A living trust is a plan in the form of an agreement that manages all the property you place into the trust while you're still living. A common estate-planning tool, a living trust is created by the preparation and execution of a trust agreement, a document that identifies the trust's owner, the trustee -- the person who oversees the trust -- and lists the trust's provisions. A living trust needs a name because the trust is the owner of all the assets placed into it. The name allows the trust's owner to identify the trust as the owner on property transfer papers, other legal documents and financial accounts.
Write down the names of the trust owners, or trustors. Living trusts are commonly named after the owners. For example, a trust created by two spouses can be named after both the husband and wife -- "The John and Jane Miller Living Trust" -- or the family itself, such as "The Miller Family Living Trust".
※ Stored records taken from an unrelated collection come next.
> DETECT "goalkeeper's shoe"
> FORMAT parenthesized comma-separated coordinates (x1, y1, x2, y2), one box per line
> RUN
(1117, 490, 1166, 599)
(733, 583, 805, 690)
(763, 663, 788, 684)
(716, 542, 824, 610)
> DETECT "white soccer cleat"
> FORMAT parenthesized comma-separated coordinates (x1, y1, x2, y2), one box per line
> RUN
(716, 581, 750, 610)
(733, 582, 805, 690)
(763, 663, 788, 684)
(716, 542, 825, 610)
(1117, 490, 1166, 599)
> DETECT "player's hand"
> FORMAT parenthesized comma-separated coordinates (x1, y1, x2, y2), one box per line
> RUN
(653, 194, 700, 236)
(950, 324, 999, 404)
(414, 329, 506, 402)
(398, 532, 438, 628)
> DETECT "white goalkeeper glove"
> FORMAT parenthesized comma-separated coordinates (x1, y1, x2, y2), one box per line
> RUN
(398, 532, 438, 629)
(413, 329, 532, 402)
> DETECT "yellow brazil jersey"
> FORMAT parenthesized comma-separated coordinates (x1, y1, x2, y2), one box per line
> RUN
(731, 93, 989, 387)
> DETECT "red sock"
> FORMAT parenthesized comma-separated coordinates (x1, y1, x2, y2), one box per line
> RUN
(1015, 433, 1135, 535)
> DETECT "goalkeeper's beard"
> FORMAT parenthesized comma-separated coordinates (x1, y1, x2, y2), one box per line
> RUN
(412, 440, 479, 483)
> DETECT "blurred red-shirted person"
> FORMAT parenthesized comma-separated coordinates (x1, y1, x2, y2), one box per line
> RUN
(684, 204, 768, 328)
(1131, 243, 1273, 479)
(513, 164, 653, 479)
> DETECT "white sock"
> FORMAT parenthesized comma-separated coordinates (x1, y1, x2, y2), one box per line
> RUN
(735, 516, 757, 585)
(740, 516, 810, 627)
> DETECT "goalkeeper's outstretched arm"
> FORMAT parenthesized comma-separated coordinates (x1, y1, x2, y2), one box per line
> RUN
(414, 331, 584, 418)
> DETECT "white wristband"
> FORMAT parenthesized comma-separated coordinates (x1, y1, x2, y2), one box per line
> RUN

Consider how many assets the trust will hold. You must put the assets you want in the trust, such as your home, in the trust's name. A longer name is often confusing and inconvenient when you're transferring assets. Shorten the name if possible.
Speak to the trustees if you're not the only trustee. Tell the trustees what name you're considering. All trustees will use the trust's name. While you don't need their approval, they might have suggestions or see an issue with your proposed name.
Insert the name on the trust documents. Write down the name exactly as you want it to appear to avoid mistakes on the final agreement.
Using an unusual name for your trust can create problems when you're transferring assets or setting up trust banking accounts.